Dans cette bédé autobiographique, la narratrice grandit dans une vieille maison néo-gothique que son père s’acharne à faire revivre, mais revivre telle qu’elle l’était à l’époque de sa construction, tentures de velours et papier peint inclus. & tout dans leur vie familiale semble un peu à l’image de la maison – froid, guindé. Artificiel. Des couches de vieille poussière cachées sous les lattes du plancher. & si en plus on sait qu’une partie de la maison abrite une entreprise de pompes funèbres (le Fun du titre venant de Funeral), ça donne la mesure de tout ce qu’il y a de pas très réjouissant dans le foyer familial.

(Faut dire que j’ai pas mal cherché (en vain) le comic du tragicomic annoncé par le titre. Mais c’est un détail.)
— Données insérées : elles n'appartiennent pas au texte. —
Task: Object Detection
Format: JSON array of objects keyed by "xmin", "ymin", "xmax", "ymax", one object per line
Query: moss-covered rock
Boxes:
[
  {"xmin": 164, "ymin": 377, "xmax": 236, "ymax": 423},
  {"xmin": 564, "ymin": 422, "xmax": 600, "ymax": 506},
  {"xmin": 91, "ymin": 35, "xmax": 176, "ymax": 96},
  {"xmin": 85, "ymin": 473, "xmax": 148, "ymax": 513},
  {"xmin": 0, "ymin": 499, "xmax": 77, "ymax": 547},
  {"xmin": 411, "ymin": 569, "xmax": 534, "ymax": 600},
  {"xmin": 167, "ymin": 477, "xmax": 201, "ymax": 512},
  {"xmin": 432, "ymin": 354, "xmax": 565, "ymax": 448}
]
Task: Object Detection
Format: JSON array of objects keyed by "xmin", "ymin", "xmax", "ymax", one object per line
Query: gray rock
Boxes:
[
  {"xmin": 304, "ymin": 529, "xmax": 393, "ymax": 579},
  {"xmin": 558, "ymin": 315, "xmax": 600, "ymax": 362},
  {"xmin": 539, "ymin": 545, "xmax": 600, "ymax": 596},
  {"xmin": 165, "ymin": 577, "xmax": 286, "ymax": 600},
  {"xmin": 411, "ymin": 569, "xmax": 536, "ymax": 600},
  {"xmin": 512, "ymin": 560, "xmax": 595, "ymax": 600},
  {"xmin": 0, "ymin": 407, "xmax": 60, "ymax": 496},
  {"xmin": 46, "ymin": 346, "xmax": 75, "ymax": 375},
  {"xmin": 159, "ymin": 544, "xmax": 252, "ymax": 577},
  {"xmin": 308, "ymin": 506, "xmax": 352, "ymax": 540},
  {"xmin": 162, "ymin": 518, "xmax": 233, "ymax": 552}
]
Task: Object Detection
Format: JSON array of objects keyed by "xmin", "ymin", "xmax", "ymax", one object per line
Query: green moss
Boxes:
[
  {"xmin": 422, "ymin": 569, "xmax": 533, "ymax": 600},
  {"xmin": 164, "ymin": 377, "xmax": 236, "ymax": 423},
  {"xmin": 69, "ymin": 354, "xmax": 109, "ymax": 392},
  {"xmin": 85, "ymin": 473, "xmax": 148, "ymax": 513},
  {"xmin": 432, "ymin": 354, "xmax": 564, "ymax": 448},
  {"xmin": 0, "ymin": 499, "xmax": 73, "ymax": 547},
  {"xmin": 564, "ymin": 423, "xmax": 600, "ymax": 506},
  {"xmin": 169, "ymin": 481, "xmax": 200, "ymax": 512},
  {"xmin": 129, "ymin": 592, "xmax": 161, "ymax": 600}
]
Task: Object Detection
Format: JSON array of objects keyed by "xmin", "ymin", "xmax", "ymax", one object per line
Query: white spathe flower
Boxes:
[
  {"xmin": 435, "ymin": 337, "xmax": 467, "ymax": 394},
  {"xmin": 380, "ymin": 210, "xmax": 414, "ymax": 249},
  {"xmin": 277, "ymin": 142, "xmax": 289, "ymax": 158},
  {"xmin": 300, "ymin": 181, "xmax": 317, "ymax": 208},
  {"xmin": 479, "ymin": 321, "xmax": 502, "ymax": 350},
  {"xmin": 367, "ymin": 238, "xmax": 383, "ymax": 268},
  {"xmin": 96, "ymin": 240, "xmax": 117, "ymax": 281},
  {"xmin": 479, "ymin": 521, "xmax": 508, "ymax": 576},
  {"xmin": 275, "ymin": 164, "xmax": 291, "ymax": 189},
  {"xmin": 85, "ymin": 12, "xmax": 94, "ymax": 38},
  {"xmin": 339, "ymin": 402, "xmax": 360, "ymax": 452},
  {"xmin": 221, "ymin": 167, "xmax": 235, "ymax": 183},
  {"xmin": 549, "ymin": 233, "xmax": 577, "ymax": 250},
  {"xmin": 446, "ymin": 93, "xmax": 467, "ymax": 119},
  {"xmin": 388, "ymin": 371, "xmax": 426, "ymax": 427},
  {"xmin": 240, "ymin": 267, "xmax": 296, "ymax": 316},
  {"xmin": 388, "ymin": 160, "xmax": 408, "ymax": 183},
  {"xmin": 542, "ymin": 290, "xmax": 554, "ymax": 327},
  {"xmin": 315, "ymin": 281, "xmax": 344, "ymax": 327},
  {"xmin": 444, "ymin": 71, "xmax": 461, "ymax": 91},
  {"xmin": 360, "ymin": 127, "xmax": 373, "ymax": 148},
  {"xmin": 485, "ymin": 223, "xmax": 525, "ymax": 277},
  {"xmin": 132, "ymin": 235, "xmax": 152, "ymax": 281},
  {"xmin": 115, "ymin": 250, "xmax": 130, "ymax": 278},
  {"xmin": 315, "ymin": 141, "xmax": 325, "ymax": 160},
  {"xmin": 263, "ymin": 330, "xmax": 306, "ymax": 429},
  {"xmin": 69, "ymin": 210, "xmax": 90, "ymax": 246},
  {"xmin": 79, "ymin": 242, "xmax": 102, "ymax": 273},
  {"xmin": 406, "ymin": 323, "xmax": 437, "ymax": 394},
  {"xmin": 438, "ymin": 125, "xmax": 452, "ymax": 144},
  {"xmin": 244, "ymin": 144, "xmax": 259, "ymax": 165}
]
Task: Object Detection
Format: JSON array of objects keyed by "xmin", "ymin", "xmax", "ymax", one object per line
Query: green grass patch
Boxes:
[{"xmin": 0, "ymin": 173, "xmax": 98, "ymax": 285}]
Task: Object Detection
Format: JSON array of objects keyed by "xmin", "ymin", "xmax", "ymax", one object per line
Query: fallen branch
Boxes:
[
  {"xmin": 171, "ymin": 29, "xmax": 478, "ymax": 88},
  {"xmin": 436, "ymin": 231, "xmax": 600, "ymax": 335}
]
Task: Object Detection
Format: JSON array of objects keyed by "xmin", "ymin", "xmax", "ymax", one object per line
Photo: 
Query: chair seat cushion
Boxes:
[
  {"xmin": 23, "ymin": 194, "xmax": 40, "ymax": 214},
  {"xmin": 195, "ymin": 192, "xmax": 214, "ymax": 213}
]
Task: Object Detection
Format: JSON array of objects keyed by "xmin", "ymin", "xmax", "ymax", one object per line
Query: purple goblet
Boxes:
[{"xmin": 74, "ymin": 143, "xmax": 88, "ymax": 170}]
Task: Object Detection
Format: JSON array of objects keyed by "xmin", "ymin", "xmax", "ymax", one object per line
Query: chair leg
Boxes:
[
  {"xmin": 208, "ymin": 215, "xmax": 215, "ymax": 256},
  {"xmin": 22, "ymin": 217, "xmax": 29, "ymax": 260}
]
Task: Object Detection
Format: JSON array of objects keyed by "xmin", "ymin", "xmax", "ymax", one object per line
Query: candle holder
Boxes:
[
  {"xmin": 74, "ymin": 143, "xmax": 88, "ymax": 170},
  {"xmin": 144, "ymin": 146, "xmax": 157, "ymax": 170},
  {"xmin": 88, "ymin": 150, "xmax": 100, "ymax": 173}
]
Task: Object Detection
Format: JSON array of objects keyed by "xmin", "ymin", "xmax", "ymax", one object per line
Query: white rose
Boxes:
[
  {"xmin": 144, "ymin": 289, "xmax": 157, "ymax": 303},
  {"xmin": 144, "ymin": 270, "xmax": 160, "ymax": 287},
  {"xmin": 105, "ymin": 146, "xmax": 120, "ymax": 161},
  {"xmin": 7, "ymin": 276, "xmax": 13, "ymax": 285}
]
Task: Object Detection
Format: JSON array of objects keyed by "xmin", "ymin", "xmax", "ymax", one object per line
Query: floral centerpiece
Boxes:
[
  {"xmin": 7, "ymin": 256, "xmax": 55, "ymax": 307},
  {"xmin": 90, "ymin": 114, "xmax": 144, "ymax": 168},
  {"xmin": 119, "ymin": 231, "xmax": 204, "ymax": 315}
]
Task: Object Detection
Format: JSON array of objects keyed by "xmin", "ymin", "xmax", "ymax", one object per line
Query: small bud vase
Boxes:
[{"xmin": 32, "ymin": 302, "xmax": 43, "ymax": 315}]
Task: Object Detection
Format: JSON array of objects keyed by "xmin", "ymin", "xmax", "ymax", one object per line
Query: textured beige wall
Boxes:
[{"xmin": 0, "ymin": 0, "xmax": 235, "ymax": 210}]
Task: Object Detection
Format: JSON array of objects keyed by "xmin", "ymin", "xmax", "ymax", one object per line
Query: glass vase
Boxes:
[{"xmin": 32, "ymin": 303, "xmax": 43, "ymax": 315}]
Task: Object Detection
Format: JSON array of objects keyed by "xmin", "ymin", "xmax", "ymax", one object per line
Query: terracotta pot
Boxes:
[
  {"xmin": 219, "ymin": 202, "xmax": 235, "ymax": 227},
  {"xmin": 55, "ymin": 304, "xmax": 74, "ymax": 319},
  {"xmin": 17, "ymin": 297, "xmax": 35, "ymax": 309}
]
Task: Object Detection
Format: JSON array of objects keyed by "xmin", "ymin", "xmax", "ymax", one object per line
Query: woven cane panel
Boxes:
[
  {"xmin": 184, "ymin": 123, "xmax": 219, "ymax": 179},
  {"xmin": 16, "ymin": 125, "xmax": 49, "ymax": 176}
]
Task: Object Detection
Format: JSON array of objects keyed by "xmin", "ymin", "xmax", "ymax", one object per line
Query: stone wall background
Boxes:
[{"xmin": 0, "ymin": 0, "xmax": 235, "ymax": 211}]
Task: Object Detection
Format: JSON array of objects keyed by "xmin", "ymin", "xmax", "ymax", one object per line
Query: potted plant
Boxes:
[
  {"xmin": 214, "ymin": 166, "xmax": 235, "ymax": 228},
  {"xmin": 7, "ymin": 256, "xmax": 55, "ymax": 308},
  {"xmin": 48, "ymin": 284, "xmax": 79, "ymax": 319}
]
L’histoire est donc celle d’une petite fille qui vieillit & se découvre dans un environnement fait de distance & de secrets bien gardés, où domine la figure d’un père irascible, demandant, parfois étrangement lyrique, mais toujours à peu près antipathique. Ses rapports avec la mère sont tendus, son attitude envers ses enfants est pas exactement affectueuse, mais la narratrice lui voue quand même un amour dont les ambiguïtés resurgiront le jour où, étudiante à l’université, elle apprendra sa mort & quelques-uns de ses mystères. C’est cet événement, le décès du père, qui propulse le récit, nous entraînant dans les réminiscences de l’auteur, qui réfléchit sur l’enfance & la famille, mais aussi sur les étapes parfois difficiles de son coming-out.
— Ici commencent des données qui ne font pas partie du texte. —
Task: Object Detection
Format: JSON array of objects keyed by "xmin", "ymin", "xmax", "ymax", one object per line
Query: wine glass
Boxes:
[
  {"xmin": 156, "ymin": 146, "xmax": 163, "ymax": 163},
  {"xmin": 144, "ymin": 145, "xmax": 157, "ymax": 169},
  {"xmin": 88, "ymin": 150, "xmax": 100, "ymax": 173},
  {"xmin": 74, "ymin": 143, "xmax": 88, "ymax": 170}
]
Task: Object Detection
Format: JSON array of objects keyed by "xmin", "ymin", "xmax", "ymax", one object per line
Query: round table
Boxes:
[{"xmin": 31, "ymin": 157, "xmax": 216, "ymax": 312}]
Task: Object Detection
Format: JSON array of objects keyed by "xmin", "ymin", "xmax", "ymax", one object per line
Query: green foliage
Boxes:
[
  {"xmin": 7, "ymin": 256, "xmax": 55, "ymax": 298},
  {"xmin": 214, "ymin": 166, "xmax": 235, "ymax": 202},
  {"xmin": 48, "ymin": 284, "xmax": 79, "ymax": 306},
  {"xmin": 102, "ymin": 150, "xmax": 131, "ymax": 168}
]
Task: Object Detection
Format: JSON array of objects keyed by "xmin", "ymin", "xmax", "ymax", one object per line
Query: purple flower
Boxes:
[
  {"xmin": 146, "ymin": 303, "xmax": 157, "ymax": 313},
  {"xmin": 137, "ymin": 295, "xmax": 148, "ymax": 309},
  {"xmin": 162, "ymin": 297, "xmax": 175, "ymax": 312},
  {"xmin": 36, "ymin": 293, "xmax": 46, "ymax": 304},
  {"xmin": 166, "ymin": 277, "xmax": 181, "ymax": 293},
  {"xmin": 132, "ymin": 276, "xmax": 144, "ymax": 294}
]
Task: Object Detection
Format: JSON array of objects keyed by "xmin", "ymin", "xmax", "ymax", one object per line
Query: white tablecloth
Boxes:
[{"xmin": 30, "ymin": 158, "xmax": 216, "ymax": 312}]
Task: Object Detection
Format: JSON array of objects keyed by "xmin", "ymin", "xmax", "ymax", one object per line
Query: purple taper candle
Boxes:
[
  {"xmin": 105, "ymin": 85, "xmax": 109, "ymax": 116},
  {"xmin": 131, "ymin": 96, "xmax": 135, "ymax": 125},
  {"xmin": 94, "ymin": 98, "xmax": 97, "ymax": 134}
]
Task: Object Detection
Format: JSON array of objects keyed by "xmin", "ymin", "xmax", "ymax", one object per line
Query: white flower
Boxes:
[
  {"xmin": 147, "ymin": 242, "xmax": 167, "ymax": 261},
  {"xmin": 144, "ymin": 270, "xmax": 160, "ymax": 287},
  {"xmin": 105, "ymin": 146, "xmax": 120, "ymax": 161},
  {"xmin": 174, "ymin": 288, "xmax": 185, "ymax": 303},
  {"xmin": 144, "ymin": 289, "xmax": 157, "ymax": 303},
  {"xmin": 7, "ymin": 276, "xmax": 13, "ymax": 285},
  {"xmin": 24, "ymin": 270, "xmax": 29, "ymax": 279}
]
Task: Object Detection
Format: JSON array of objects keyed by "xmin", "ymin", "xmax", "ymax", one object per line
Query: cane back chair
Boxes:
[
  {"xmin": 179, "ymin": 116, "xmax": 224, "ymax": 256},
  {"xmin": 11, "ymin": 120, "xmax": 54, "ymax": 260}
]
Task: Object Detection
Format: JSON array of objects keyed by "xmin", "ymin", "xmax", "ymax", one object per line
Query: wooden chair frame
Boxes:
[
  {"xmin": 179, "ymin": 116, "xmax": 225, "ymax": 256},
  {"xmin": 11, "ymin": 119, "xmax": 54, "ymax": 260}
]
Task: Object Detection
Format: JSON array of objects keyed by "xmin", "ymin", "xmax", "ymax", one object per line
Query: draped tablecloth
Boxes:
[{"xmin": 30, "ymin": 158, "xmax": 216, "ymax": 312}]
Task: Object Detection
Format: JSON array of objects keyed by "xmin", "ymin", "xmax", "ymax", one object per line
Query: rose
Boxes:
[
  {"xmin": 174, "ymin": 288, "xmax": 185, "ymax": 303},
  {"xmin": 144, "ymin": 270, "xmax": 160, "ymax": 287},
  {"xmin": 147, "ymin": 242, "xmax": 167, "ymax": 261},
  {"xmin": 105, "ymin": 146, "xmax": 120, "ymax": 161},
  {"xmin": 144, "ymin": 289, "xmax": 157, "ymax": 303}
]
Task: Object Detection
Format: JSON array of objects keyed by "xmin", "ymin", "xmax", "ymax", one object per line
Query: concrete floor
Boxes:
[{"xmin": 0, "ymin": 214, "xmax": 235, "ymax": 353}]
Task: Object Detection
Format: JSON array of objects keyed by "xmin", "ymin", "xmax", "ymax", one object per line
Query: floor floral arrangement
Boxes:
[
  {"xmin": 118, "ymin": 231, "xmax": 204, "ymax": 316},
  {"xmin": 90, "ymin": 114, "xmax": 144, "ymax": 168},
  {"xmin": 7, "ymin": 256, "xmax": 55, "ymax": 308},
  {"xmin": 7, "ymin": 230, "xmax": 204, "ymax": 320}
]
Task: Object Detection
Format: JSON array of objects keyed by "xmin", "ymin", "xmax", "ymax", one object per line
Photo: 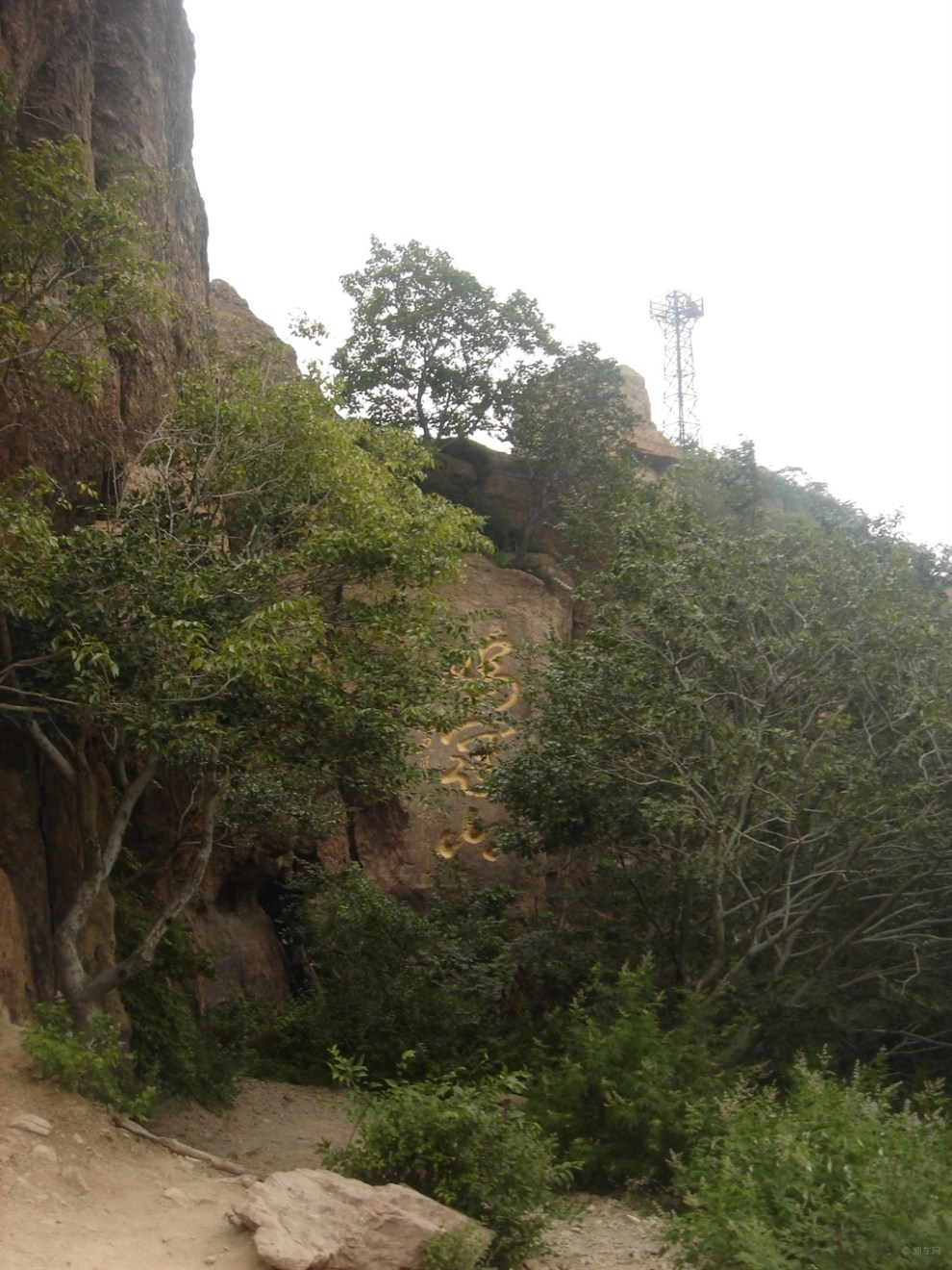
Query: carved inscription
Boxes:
[{"xmin": 434, "ymin": 630, "xmax": 519, "ymax": 860}]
Le récit que Bechdel livre est tissé de références littéraires, ce que j’ai tout d’abord trouvé intéressant, puis un peu lassant. Intéressant parce qu’elle réussit à communiquer à quel point c’est un réflexe pour elle que d’essayer d’expliquer, de comprendre sa vie à travers le filtre de la fiction – mais un peu lassant parce que tsé, trop c’est trop. & tout mon rapport au livre se décline un peu comme ça, en fait : je reconnais qu’il y a beaucoup de bonnes choses dans le récit, que le dessin est bien exécuté, que les images disent ce qu’elles ont à dire, que les thèmes sont abordés de façon très compétente – mais j’ai trouvé le tout un peu redondant, & rien ne m’a vraiment touchée.
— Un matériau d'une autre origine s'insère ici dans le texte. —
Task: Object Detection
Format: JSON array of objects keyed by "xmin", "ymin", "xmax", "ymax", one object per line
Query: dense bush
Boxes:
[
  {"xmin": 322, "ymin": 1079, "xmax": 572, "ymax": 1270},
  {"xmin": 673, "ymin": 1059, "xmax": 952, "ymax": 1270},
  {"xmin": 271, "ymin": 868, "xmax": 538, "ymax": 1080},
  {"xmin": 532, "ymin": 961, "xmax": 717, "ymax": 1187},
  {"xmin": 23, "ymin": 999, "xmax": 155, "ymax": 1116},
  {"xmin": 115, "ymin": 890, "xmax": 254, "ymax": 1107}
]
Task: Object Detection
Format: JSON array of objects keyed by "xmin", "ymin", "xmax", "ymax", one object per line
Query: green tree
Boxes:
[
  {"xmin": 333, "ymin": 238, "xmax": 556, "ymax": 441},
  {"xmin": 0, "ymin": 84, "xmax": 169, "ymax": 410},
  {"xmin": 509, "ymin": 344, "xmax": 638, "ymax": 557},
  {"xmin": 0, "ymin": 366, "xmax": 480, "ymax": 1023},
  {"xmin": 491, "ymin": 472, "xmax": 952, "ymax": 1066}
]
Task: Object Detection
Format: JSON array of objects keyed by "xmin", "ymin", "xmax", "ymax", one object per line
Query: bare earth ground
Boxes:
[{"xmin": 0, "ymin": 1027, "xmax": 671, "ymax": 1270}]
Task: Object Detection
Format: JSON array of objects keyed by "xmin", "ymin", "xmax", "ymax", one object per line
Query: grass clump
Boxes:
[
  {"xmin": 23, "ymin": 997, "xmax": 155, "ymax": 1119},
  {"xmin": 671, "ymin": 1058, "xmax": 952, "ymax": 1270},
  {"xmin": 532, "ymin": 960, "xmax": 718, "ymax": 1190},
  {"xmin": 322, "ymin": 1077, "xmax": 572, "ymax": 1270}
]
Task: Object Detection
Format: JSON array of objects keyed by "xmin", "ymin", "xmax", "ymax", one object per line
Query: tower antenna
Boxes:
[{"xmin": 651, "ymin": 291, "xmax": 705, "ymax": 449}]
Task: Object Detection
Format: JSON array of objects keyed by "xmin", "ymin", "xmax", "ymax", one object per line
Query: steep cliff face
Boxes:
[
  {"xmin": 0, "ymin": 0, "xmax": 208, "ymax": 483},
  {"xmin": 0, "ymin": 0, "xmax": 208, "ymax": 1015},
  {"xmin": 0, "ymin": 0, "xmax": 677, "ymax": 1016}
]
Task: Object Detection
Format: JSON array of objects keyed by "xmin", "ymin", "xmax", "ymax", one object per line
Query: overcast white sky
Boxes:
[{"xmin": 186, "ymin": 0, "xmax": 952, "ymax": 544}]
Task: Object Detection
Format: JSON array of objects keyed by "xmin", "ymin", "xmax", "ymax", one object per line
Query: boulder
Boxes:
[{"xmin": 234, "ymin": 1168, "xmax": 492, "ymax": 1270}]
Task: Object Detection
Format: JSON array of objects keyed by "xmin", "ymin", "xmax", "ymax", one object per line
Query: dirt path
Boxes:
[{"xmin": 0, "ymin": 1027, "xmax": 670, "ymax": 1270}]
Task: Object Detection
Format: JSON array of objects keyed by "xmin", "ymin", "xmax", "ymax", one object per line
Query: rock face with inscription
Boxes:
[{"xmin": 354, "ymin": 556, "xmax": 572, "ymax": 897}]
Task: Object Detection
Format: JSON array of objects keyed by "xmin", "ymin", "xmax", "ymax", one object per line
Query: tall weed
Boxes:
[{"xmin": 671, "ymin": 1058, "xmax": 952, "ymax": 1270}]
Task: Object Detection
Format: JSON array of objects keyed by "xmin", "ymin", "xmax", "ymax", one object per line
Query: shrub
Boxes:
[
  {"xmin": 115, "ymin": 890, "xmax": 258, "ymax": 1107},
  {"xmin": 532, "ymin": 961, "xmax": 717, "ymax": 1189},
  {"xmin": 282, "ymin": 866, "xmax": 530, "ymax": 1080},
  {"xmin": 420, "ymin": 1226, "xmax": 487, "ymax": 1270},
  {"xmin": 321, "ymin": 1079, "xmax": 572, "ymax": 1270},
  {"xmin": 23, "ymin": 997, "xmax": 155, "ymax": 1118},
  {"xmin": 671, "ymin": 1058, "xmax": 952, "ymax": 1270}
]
Ce qui m’a le plus bloquée, je pense, c’est à quel point on ressent difficilement l’amour filial, dans ce récit. Tout le monde est froid. Chacun s’isole dans son coin de cette grande maison un peu lugubre, chaque membre de la famille semble vivre dans une semi-autarcie faite de grandes poursuites artistiques – la mère & son théâtre, le père & ses livres, la narratrice & ses dessins, les deux frères & d’autres choses qu’on n’apprend pas, parce que les deux frères sont pas particulièrement importants dans l’histoire – mais quand le père meurt, on devrait ressentir la tristesse qui pèse sur la famille, le vide que ça laisse ? Alors que l’auteur ne fournit jamais assez de matériel pour qu’on puisse se laisser séduire par ce personnage compliqué & assez fondamentalement déplaisant ? Je sais pas. Puisque tout était froid, tout a fini par me laisser froide, j’imagine.